The subpath number of cactus graphs
Martin Knor, Jelena Sedlar, Riste Škrekovski, Yu Yang
TL;DR
The paper investigates the subpath number $pn(G)$ for cactus graphs with fixed $n$ vertices and $k$ cycles. It develops transformations to identify extremal cacti, proving the unique maximum is the pseudo triangle chain $PTC(n,k)$ and the minimum occurs when every cycle is an end-triangle with a common-vertex structure. It shows these extremal graphs for $pn$ are not aligned with extremal graphs for the Wiener index or the subtree number, indicating $pn$ is an independent invariant. It provides closed-form expressions for $pn(PTC(n,k))$ and for the minimal end-triangle class, yielding exact characterizations and enabling precise comparisons with related indices in chemical graph theory.
Abstract
The subpath number of a graph G is defined as the total number of subpaths in G, and it is closely related to the number of subtrees, a well-studied topic in graph theory. This paper is a continuation of our previous paper [5], where we investigated the subpath number and identified extremal graphs within the classes of trees, unicyclic graphs, bipartite graphs, and cycle chains.
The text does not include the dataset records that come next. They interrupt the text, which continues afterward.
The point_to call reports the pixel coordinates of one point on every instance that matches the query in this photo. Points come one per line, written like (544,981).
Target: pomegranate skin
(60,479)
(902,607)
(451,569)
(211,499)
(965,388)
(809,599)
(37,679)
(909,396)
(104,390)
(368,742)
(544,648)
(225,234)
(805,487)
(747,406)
Here, we focus on the subpath number of cactus graphs and characterize all maximal and minimal cacti with n vertices and k cycles. We prove that maximal cacti are cycle chains in which all interior cycles are triangles, while the two end-cycles differ in length by at most one. In contrast, minimal cacti consist of k triangles, all sharing a common vertex, with the remaining vertices forming a tree attached to this joint vertex. By comparing extremal cacti with respect to the subpath number to those that are extremal for the subtree number and the Wiener index, we demonstrate that the subpath number does not correlate with either of these quantities, as their corresponding extremal graphs differ.